Cell Phone Border Searches Limited to Contraband
- August 30, 2019
- Clayton Rice, K.C.
On July 25, 2016, Miguel Cano arrived at the San Ysidro port of entry to the United States from Tijuana, Mexico. He was sent to secondary inspection by officials of the U.S. Customs and Border Protection Agency (CBP) because of a random computer referral. A narcotic-detecting dog indicated his vehicle’s spare tire where agents found fourteen kilograms of cocaine. Here’s the story.
Cano was arrested and a CBP agent seized his cell phone. The agent manually reviewed the cell phone and saw a lengthy call log but no text messages. The agent later said the purpose of the manual search was “to find some brief investigative leads in the current case” and “to see if there’s evidence of other things coming across the border.” After a second manual search, a “logical download” was completed using Cellebrite software. A Cellebrite search enables access to text messages, contacts, call logs, media and application data.
Cano waived his Miranda rights and told the agent he was headed to a carpet store in Chula Vista looking for work. He said he didn’t have a clue about the cocaine in the tire. He wasn’t able to give the agent the name or address of the store. The Cellebrite results showed that he had not sent any text messages and the numbers in the call log did not correspond to carpet stores in San Diego.
Cano was indicted for importing cocaine and moved to suppress the evidence obtained by the warrantless searches of his cell phone. The district court denied the motion ruling that the manual searches and the Cellebrite download were valid border searches. Cano was convicted. He appealed.
Border searches are a recognized exception to the warrant requirement under the Fourth Amendment to the Constitution of the United States. Routine border searches typically do not require probable cause or even particularized suspicion. They are “reasonable simply by virtue of the fact they occur at the border” grounded in “the long-standing right of the sovereign to protect itself by stopping and examining persons and property crossing into this country.” [See e.g., US v Ramsey, 431 US 606, 616 (1977); and, Almeida-Sanchez v US, 413 US 266, 272 (1973)]
On April 6, 2007, Howard Cotterman and his wife were driving home to the United States from Mexico when they arrived at the Lukeville, Arizona, port of entry. Border agents were aware that he had convictions for sexual conduct with children. They conducted a brief search of his laptop and digital cameras. However, the computers contained password-protected files. The agents seized the computers and a forensic examination of the hard drives revealed hundreds of images of child pornography. The question arose whether the forensic search violated the Fourth Amendment because it was conducted without probable cause or reasonable suspicion.
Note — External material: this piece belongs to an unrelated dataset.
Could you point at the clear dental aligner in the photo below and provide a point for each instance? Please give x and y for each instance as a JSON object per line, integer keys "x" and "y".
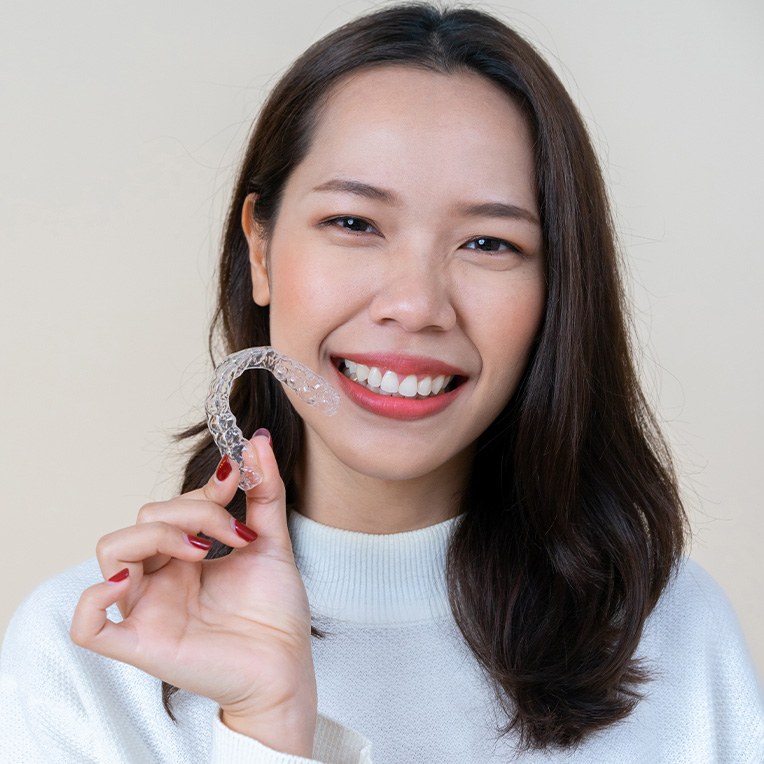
{"x": 308, "y": 385}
Whether the Cotterman rule governing border searches of computers applied equally to cell phones was the question presented in Cano.
3. The Cano Opinion
On August 16, 2019, the Ninth Circuit said – Yes. Writing for a unanimous panel in US v Cano, Case No. 17-50151, Judge Jay Bybee found, at p 20, that the court’s prescient ruling in Cotterman tilled the ground for the majority opinion of the United States Supreme Court in Riley v California, 573 US 373 (2014). The Cotterman court had recognized, at pp 965-66, that digital devices “contain the most intimate details of our lives” and “the uniquely sensitive nature of data on electronic devices carries with it a significant expectation of privacy”. In Riley, Chief Justice John Roberts described cell phones, at p 393, as “a pervasive and insistent part of daily life” that “as a category, implicate privacy concerns far beyond those implicated by the search of a cigarette pack, a wallet, or a purse”.
Judge Bybee found, at p 21, that the Supreme Court’s view of cell phones in Riley “so closely resembles our own analysis of laptop computers in Cotterman that we find no basis to distinguish a forensic cell phone search from a forensic laptop search.” Judge Bybee thus summarized the court’s conclusion this way, at pp 3-4:
“[W]e conclude that manual cell phone searches may be conducted by border officials without reasonable suspicion but that forensic cell phone searches require reasonable suspicion. We clarify Cotterman by holding that ‘reasonable suspicion’ in this context means that officials must reasonably suspect that the cell phone contains digital contraband. We further conclude that cell phone searches at the border, whether manual or forensic, must be limited in scope to a search for digital contraband.”
The CBP officials therefore “violated the Fourth Amendment when their warrantless searches exceeded the permissible scope of a border search.” The district court’s order denying Cano’s motion to suppress was reversed and his conviction vacated.
In an amicus brief filed by the Electronic Frontier Foundation (EFF) in Cano, the Ninth Circuit was urged to reconsider the Cotterman rule in light of the Supreme Court’s intervening opinion in Riley and require a probable cause warrant for all border searches of electronic devices. In Riley, the majority had not only recognized the extraordinary privacy interests at stake in searches of digital devices but specifically held that such searches were not permissible under the doctrine of search incidental to arrest.